Logged in as: guest Log in

Announcements

[Lecture Zoom Link] [Office Hours Zoom Link]

  • Final Corrections: The penalty value for an INDEL on Problem #1 should be -3.

                                 If the emission probabilities for the HMM given in Problem #7 do not sum to 1.0, you can
                                 assume that the remaining probability is for outputting an underscore "_".

  • May 11:  The final exam can be downloaded from here when it is available. You must be logged in to your Comp 555 account to access your personalized exam. You will have from 8:00am-11:00am to take the exam. Upload your ultimate version before the 11am deadline. You can upload multiple times, only the last one sumbitted will be graded. Please check that the version of the FInal that you submit is, in fact, the one with your answers and not the empty one that you downloaded. I will be online using the Lecture Zoom to answer questions. To ask a question, you should raise your hand in the Zoom and I will assign you to a breakout meeting.


  • May 11: Problem Set #6 is now graded.
  • May 4: I will hold a Final study session on May 6 from 9:30-11:00am.
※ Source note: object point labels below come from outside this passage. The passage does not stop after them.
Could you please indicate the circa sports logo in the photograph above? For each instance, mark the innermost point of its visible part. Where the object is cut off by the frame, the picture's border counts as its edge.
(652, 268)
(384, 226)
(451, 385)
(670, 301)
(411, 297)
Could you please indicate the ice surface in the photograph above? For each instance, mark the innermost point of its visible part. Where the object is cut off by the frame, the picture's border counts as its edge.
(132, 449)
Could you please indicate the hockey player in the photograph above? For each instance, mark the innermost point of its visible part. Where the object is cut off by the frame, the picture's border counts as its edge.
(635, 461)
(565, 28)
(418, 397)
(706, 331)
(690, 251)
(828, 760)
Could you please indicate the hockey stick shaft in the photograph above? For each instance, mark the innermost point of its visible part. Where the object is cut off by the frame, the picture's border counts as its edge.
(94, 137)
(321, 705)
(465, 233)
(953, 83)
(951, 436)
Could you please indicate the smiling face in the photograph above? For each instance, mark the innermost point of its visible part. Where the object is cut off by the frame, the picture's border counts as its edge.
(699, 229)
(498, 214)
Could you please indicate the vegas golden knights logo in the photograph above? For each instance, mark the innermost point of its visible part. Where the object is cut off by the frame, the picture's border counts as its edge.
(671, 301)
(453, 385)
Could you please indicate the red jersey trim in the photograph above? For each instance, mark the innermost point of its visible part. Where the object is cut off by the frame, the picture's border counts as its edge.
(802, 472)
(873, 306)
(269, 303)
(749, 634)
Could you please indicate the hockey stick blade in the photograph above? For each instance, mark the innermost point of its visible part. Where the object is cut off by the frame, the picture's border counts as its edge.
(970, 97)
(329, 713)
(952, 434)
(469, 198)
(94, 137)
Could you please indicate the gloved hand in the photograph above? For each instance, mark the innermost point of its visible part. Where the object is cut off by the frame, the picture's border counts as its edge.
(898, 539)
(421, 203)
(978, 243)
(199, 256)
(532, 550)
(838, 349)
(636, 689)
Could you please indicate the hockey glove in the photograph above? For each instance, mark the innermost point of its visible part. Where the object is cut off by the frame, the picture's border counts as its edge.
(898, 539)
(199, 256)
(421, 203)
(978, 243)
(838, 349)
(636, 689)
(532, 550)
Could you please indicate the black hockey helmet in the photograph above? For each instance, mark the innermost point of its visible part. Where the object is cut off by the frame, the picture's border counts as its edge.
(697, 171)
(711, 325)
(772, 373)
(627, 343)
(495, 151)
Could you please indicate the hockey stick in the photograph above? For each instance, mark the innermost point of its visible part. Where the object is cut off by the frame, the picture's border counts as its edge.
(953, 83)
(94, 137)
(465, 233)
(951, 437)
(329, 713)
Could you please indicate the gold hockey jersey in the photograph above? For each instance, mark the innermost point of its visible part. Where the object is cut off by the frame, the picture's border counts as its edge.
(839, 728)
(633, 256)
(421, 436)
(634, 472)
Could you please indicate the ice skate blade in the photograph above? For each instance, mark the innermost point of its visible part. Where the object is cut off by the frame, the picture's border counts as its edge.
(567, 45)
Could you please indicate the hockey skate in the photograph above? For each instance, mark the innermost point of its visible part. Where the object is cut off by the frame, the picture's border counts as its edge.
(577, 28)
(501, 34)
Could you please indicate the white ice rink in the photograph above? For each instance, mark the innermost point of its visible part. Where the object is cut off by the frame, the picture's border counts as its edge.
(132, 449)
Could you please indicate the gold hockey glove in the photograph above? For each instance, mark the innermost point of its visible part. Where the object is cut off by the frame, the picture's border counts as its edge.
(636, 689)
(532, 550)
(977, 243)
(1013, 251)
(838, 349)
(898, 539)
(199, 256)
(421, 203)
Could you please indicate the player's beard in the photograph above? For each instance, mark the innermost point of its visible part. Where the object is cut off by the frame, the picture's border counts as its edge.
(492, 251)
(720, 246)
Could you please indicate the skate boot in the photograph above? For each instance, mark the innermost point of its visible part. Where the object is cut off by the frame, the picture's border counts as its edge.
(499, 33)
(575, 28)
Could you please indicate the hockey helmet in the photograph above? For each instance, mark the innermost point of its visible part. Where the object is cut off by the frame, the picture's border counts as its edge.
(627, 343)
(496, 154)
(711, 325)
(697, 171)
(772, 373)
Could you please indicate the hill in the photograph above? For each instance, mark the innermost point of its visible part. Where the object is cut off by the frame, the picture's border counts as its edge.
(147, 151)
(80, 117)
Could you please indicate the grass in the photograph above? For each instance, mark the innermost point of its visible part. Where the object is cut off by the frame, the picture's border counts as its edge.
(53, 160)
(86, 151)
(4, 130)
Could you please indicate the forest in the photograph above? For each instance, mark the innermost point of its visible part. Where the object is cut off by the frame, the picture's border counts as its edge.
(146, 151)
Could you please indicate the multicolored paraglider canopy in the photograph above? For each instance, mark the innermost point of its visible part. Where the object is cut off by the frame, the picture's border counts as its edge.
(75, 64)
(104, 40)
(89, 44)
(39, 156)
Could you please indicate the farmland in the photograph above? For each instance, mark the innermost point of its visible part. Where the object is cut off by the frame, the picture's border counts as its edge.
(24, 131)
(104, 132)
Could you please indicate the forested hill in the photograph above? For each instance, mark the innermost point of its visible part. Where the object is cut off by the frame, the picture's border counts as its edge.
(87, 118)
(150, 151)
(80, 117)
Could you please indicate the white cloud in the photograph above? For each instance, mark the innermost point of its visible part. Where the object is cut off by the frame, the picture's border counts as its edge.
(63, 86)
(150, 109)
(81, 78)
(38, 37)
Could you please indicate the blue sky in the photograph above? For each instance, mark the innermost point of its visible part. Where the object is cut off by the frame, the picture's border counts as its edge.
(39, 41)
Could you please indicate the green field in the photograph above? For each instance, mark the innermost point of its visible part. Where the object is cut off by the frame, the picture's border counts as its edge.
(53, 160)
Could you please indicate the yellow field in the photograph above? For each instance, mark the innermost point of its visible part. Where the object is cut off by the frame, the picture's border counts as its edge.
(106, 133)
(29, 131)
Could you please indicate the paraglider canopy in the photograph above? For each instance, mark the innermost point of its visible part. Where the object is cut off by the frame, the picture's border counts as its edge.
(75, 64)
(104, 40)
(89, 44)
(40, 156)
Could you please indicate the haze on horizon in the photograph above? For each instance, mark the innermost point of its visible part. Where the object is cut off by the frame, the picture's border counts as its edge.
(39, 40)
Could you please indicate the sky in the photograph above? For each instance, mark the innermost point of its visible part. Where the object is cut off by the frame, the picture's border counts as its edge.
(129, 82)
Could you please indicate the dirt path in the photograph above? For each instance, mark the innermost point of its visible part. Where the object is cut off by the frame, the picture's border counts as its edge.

We will meet using the Lecture Zoom Link above. 
  • April 29: The last part of Problem 5 in PS6 is poorly worded. Rather than:

"Find the approximation ratio for the improvedBreakpointReversalSort() algorithm over all permuations of length 10 and an example permutation that achieves it."

        it should read

"Find the approximation ratio for the improvedBreakpointReversalSort() algorithm over all permuations of length 10 and an example permutation where improvedBreakpointReversalSort() achieves the optimal number of reversals."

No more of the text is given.